Я собралась в суд сразу, как только проснулась, за несколько часов до выхода. Надела серую юбку, блузку и школьный пиджак. Я не знала, имею ли право носить его теперь, но выбора у меня не было, поскольку не было и другого пиджака.
Нужно было вывести Джуди на утреннюю прогулку. Мой почти не тронутый завтрак давно остыл, когда звук подъехавшей машины возвестил о приезде сержанта. Одетый в свою будничную одежду — твидовый пиджак и серые брюки, он открыл передо мной дверцу машины и познакомил со своей женой, невысокой толстушкой, которая адресовала мне натянутую улыбку. Разговор в машине не клеился. Во время недолгой поездки до здания суда у меня перед глазами стоял холодный взгляд матери, с которым я теперь постоянно сталкивалась. Казалось бы, моя мечта о доме, где будем жить только мы вдвоем, была близка к осуществлению, но я уже давно поняла, что это не принесет счастья.
Наконец показалось суровое серое здание суда. Мои ноги вдруг стали ватными, когда я ступила в его огромный вестибюль. Адвокаты, барристеры и обвиняемые группками сидели на стульях, в которых не было ни эстетики, ни комфорта. Я устроилась между сержантом и его женой и задалась вопросом, где же отец, при этом радуясь тому, что не вижу его. Я ждала, когда меня вызовут, чтобы дать показания.
В то утро из зеркала на меня смотрело измученное, бледное, повзрослевшее лицо, в обрамлении аккуратной стрижки под пажа. Никакой макияж не мог замаскировать моей бледности и темных кругов под глазами, в которых не было ни оптимизма юности, ни подросткового восторга. Это было лицо девочки, в которой надежда и вера если не умерли, то, по крайней мере, в тот день отсутствовали.

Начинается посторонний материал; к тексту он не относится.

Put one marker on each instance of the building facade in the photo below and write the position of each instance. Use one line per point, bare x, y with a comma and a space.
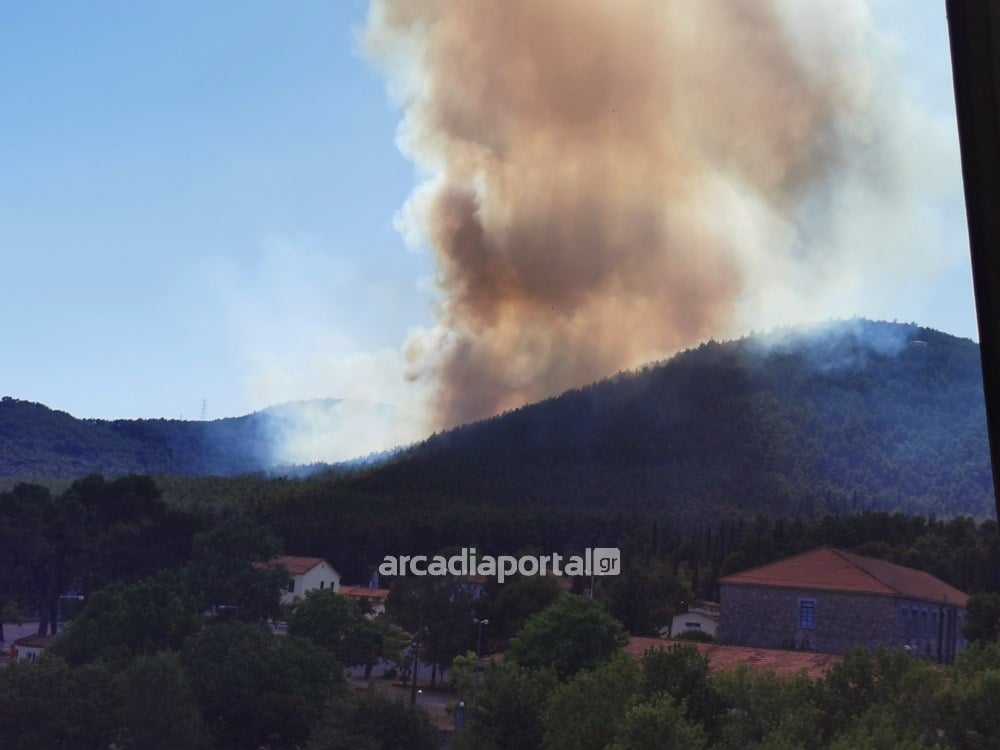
306, 574
828, 600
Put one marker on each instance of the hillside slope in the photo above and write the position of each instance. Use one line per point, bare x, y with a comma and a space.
851, 415
36, 441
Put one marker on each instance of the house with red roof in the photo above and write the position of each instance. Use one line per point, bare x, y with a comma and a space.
698, 615
305, 574
828, 600
372, 600
724, 657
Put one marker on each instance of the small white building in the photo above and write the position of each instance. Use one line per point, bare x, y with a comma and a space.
700, 615
307, 573
32, 646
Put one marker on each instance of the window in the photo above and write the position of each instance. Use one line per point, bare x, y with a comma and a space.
807, 613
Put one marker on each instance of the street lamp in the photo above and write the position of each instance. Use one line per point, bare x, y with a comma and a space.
479, 646
75, 597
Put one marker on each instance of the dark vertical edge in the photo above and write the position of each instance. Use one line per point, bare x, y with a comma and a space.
974, 31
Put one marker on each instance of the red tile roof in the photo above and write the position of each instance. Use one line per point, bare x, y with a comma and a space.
35, 641
364, 592
722, 657
830, 569
296, 565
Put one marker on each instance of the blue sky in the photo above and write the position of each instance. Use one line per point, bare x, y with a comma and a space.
197, 203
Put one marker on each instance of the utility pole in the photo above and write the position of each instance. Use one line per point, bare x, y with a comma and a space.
416, 661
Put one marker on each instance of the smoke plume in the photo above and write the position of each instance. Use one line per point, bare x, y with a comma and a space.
608, 182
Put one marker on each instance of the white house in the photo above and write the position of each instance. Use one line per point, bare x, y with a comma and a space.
701, 615
307, 573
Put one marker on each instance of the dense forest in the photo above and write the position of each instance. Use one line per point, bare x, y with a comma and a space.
852, 416
39, 442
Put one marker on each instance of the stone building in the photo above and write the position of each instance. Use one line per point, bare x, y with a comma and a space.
828, 600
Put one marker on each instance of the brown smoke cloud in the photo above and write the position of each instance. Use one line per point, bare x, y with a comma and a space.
593, 171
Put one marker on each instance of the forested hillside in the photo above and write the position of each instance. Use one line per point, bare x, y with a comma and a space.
36, 441
855, 415
849, 416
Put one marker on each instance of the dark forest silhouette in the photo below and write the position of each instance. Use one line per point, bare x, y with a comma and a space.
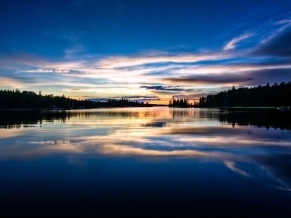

Мне принесли чай, а потом дверь зала судебных заседаний открылась, и вышел одетый в черный костюм секретарь суда, которого я сразу узнала. Он быстрым шагом направился ко мне и сообщил, что мой отец уже дал показания и признал себя виновным, так что я буду избавлена от перекрестного допроса. Тем не менее у судьи был ряд вопросов ко мне, и секретарь провел меня в зал.
Мне дали Библию, чтобы я принесла клятву: «Говорить правду, одну только правду и ничего, кроме правды». Показали, где встать, и я оказалась лицом к лицу с судьей в парике, который с теплой улыбкой предложил мне присесть, что я и сделала с благодарностью. У меня пересохло во рту, и судья распорядился, чтобы мне принесли воды. Я пила воду маленькими глотками, смачивая сухое горло.
— Антуанетта, — начал он, — я хочу задать тебе несколько вопросов, а потом ты можешь быть свободна. Просто ответь, как сможешь. И помни, что тебя здесь никто не судит. Ты готова?
Зачарованная его белым париком и алой мантией, я прошептала:
— Да.
— Ты когда-нибудь рассказывала об этом матери?
Я ответила отрицательно.
Его следующий вопрос оказался неожиданным для меня, и я почувствовала в зале оживление, которого раньше не было.
— Ты имеешь представление о половой жизни? Ты знаешь, как беременеют женщины? — спросил он.
Я снова прошептала:
— Да.
— Тогда ты должна была бояться забеременеть?
Я посмотрела ему в лицо и вдруг догадалась, что ответ на этот вопрос очень важен.
— Он всегда чем-то пользовался, — произнесла я и расслышала вздох облегчения со стороны адвоката отца.
— Чем он пользовался? — был последний вопрос судьи.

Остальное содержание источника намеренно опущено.